Most AI plugins hope they work. ProductKit proves it.
Opinionated Claude plugins for PMs, designers, engineers, and researchers — built with the same eval-driven development practices used by serious AI product teams. Each plugin ships with a behavioral eval harness: an LLM-as-judge test suite that verifies the skill actually changes Claude's behavior, not just that the file parses.
Most Claude plugin repos have zero behavioral testing. Their CI proves files parse. That's it.
ProductKit ships a two-call LLM-as-judge eval harness: every plugin has a test suite of behavioral cases. A subject call loads the skill and generates a response. A grader call scores the response against falsifiable criteria — "did Claude refuse to write the PRD before asking clarifying questions?" "did it flag the vanity metric?" Each case gets a weighted pass/fail score with a 75% threshold.
31 cases across 3 plugins.

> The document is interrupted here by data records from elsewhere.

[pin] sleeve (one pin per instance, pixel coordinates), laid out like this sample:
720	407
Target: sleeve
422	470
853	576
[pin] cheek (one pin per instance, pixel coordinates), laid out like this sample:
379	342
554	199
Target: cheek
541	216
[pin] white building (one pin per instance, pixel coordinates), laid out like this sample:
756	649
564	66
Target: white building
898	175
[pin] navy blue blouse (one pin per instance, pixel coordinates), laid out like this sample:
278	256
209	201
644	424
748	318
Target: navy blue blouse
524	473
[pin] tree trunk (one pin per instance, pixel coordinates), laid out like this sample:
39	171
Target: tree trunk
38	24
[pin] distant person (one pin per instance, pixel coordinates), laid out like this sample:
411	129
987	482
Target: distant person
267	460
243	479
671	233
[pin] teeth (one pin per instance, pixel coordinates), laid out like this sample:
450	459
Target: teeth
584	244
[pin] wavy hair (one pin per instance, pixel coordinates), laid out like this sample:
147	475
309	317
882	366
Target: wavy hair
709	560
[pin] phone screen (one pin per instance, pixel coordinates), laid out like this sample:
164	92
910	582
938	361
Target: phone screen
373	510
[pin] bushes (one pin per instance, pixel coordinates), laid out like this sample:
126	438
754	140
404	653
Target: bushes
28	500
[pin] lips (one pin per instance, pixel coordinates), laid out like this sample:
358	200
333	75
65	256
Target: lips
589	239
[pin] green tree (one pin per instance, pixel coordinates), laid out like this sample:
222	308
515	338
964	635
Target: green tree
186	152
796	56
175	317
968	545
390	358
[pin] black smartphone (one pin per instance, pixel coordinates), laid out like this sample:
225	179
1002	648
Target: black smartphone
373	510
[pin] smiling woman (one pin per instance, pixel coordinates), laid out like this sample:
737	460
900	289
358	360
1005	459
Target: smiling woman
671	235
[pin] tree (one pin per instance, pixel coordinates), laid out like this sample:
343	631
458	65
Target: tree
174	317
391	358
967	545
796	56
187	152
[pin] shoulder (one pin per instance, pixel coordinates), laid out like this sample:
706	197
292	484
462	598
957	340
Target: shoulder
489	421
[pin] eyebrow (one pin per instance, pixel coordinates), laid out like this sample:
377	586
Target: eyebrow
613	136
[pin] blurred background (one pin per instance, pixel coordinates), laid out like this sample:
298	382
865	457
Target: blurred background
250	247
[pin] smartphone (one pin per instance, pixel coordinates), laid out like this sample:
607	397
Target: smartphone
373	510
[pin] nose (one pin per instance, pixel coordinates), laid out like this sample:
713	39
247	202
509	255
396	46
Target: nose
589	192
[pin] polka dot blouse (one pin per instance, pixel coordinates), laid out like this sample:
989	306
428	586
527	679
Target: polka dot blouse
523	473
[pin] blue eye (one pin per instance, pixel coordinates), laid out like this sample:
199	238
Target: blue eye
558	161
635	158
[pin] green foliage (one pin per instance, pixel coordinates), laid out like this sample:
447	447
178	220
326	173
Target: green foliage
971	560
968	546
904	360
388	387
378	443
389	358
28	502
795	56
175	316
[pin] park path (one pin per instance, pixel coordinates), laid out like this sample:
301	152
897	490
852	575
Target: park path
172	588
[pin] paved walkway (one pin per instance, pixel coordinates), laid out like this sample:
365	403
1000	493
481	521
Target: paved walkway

Every case you can read, run, and extend.
| Plugin | For | Description | Status |
|---|---|---|---|
| Strategic PM | Product Managers | PRDs, roadmaps, competitive analysis, user research, AI product playbook | ✅ Live |
| Product Writing Studio | All roles | Exec comms, strategy memos, board decks, stakeholder emails | ✅ Live |
| PM Interview Prep | PMs (job seekers) | Mock interviews, structured answer coaching, product sense & execution questions | ✅ Live |
| UX Strategy | Designers | UX heuristics, design system thinking, usability audits, interaction patterns | 🔜 Coming soon |
| Metrics & Analytics | PMs, Data, Eng | Dashboard design, metric trees, experiment analysis, statistical rigor checks | 📋 Planned |
Want to build a plugin? See CONTRIBUTING.md — we're actively looking for contributors across product, design, engineering, and research.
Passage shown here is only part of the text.